表題番号:2001A-601 日付:2003/05/08
研究課題消化管運動調節に与るカハールの介在細胞の細胞組織学的研究
研究者所属(当時) 資格 氏名
(代表者) 人間科学部 教授 小室 輝昌
研究成果概要

 蠕動運動のペースメーカーや神経筋興奮伝達の介在機能をもつカハールの介在細胞(ICC)は、消化管の部位に固有な運動を制御していることが推定され、その解析は消化管平滑筋運動の理解の上での重要な課題である。本研究では、胃の各領域、組織層におけるICCの分布を明らかにすると共に、ICC各亜型の細胞学的特性を知るため、マウスおよびラットの胃を材料に用い、免疫組織化学的ならびに電子顕微鏡的に検索した。
 正常マウス胃の噴門、胃底、胃体重層扁平上皮部の良く発達した輪走および縦走筋層には多くのc-KIT陽性反応、即ち、ICCが観察されたが、筋層間神経叢には認められなかった。筋層間神経叢のICCは胃体腺上皮部への移行部より出現し始め、幽門部には非常に密度高く観察された。一方、gap junction 蛋白Cx43は、噴門、胃底、胃体重層扁平上皮部、幽門部を通じて、輪層筋層に散在性に弱く観察されたが、胃体腺上皮部では、高い密度で観察された。
 これらの観察より、マウス胃では、ペースメーカー機能をもつ筋層間神経叢のICCが出現する胃体腺上皮が自律的蠕動運動の起始部にあたると推定された。また、噴門、胃底、胃体重層扁平上皮部、幽門部の輪走筋層の細胞間の電気的結合度は弱く、豊富なICCが神経信号の伝達に介在するものと推定された。他方、c-kitに 突然変異のあるW/Wvマウスでは、胃の全領域を通じて筋層内のICCは欠損する傍ら、幽門部の筋層間神経叢のICCは少数観察され、ICCの亜型によってc-kit/SCF 系に対する依存性に相違のあることが明らかとなった。

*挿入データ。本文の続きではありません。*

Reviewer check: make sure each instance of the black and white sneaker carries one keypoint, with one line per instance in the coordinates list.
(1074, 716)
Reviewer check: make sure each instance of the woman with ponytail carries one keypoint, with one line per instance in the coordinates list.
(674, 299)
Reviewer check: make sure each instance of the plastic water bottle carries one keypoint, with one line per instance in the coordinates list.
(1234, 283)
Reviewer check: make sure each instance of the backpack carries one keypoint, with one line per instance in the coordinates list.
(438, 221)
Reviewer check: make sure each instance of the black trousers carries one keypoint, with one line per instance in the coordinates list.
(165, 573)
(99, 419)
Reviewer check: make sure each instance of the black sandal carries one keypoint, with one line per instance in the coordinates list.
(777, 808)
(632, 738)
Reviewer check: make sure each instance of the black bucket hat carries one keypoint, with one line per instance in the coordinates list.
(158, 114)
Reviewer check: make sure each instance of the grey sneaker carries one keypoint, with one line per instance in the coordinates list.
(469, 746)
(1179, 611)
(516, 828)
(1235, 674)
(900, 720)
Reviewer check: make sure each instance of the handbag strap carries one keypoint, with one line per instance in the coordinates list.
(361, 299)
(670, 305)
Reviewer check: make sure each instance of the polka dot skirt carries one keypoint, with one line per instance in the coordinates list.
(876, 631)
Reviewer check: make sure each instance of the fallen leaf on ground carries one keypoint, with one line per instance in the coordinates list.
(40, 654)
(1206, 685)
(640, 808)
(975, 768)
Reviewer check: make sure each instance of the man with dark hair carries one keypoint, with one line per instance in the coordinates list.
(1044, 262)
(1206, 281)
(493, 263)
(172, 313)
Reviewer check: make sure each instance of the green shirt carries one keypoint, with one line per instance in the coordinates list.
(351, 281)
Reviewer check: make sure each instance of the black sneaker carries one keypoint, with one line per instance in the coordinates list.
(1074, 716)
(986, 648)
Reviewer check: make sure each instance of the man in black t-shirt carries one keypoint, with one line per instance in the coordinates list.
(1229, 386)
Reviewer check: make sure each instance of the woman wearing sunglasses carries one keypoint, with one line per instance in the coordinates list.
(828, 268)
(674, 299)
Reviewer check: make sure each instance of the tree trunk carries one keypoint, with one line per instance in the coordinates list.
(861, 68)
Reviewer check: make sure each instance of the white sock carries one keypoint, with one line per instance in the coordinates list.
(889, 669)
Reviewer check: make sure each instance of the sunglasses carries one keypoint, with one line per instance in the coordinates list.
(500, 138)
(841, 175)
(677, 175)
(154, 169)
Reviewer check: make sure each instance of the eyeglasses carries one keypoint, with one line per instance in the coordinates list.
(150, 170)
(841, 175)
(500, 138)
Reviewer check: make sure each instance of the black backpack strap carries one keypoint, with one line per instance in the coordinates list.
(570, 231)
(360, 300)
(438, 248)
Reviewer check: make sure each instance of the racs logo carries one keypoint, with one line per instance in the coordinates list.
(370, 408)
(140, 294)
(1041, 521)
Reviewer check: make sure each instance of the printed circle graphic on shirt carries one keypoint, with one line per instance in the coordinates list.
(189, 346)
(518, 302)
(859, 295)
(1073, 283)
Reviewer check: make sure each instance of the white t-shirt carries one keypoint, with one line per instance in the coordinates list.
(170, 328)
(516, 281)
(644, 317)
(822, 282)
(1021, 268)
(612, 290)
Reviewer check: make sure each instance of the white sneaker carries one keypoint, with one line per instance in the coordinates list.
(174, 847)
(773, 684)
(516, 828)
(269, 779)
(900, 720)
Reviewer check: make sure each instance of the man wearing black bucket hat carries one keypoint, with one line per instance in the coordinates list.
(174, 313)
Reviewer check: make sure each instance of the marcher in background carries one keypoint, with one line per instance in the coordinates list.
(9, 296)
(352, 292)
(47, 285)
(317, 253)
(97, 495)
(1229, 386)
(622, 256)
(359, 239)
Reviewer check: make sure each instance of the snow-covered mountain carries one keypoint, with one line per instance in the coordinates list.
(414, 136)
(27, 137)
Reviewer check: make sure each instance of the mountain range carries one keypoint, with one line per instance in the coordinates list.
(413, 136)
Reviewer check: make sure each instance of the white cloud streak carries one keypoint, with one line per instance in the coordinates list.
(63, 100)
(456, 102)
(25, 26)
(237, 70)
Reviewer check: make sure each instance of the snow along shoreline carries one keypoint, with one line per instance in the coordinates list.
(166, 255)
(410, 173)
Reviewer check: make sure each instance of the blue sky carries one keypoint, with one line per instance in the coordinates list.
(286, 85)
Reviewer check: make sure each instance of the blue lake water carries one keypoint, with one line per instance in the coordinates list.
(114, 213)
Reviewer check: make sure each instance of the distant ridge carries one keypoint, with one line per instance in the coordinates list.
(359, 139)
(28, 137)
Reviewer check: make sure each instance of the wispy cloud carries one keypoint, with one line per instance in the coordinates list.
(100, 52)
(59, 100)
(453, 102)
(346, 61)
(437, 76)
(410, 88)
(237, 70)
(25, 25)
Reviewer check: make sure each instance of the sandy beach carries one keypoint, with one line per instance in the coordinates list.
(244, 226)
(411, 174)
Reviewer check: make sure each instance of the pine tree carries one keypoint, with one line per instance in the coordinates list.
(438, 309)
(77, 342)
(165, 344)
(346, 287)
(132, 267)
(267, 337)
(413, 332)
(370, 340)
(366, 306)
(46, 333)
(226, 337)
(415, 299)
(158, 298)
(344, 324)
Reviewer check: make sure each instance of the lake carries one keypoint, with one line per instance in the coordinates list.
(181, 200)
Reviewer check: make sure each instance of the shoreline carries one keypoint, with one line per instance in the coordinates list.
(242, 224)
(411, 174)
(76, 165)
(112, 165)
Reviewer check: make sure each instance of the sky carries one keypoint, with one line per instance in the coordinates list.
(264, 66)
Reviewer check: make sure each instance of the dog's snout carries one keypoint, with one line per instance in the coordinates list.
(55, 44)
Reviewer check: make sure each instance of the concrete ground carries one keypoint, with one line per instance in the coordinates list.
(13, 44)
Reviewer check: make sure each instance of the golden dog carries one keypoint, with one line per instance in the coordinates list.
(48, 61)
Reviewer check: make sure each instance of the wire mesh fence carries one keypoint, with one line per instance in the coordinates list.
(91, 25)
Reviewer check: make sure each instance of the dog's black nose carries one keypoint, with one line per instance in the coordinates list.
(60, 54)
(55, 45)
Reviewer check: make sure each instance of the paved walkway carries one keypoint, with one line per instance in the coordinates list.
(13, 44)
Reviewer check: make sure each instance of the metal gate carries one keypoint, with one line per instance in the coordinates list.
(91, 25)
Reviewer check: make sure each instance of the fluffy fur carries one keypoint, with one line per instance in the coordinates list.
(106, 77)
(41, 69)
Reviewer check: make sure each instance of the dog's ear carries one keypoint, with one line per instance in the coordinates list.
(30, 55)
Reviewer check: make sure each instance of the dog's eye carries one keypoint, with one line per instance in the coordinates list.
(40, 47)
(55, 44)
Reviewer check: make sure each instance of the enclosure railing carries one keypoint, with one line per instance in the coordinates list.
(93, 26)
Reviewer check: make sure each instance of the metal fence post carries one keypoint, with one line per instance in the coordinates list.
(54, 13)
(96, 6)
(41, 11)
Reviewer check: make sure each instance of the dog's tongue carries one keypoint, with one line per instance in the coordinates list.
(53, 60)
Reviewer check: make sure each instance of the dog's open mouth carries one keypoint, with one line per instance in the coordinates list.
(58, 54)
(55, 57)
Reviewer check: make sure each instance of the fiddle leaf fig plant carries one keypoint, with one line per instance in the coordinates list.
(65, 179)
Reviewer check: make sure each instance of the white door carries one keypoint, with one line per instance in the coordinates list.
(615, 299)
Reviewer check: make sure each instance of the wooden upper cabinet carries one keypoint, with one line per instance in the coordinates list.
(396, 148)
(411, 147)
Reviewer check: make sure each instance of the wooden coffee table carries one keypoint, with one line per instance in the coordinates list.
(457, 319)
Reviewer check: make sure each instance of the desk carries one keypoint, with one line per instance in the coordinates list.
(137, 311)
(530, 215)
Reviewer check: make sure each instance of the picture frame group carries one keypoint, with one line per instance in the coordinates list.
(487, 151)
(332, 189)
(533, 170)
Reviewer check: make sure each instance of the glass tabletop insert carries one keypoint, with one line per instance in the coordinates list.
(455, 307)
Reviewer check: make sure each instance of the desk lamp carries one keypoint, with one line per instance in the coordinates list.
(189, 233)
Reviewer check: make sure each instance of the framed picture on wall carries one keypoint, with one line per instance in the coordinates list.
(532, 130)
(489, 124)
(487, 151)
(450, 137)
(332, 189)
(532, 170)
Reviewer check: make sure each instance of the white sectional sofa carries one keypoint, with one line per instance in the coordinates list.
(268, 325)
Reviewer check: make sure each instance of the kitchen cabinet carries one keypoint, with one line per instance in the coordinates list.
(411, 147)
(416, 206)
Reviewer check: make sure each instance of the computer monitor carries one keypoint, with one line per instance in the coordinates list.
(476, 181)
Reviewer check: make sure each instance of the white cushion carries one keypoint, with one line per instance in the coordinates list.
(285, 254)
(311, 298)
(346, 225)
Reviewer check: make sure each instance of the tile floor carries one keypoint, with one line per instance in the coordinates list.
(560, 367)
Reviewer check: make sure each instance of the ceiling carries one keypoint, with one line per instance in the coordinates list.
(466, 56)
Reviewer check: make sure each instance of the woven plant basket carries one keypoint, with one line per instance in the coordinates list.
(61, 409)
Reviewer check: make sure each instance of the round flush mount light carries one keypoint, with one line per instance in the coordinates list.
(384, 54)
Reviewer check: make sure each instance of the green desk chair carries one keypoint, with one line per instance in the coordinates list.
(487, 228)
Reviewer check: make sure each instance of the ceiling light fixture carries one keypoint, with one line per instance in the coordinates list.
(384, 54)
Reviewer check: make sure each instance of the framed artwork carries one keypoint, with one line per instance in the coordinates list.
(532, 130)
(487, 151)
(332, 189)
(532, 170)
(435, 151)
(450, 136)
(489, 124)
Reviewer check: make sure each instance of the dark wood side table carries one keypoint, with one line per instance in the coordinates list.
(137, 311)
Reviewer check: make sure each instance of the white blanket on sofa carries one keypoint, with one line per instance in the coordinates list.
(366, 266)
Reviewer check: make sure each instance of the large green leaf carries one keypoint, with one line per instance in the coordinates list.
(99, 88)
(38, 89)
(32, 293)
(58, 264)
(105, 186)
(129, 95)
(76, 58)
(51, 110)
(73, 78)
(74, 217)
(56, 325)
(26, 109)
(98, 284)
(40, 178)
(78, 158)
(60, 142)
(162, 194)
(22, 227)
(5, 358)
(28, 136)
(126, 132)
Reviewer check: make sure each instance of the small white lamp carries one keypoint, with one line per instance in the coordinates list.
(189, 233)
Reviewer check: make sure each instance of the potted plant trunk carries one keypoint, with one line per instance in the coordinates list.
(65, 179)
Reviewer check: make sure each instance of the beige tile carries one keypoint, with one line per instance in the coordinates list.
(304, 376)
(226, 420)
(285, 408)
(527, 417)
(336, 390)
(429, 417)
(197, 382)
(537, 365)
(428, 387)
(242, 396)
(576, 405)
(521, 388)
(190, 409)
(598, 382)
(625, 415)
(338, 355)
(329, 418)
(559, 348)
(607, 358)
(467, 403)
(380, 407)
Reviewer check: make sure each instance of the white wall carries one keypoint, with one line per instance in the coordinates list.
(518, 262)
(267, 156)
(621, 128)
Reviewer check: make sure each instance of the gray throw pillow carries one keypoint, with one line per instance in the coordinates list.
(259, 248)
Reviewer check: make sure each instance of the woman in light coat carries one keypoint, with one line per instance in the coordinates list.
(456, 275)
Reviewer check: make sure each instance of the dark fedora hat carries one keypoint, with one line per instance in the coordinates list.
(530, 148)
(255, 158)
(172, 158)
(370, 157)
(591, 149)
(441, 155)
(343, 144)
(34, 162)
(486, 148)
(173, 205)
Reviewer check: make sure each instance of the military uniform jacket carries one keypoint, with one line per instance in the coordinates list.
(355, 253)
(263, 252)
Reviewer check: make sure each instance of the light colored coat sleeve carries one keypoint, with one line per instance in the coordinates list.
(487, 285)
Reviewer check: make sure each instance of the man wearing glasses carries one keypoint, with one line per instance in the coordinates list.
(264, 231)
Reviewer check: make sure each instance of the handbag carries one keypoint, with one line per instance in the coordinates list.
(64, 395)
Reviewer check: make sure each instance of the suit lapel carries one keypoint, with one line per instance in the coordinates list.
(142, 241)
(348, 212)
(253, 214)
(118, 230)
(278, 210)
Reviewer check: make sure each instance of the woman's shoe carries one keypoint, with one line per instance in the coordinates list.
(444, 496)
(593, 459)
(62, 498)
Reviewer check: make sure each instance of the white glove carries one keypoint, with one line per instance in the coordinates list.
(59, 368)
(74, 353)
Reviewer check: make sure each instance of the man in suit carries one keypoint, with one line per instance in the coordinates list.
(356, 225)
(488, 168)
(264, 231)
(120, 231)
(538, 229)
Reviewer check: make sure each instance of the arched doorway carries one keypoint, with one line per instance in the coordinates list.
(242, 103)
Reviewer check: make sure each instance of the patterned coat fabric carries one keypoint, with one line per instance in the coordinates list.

 ラット胃を材料とした幽門部筋層の検索では、これまでに報告の無い縦走筋層内のICC に焦点を当て検索した。縦走筋内のICCは豊富なミトコンドリア、中間径フィラメント、カヴェオラを含み、同種細胞間、平滑筋とgap junctions を形成する点で、これまで報告されてきた輪走筋内のICC と共通する特徴もつことが示され、シナップス小胞を多量に含む神経終末と密接して観察された。他方、神経終末は平滑筋とも直接密接する像が観察されたことより、ラット胃幽門部の縦走筋は、ICCを介する間接支配と神経による直接支配との平行支配を受けるものと推定された。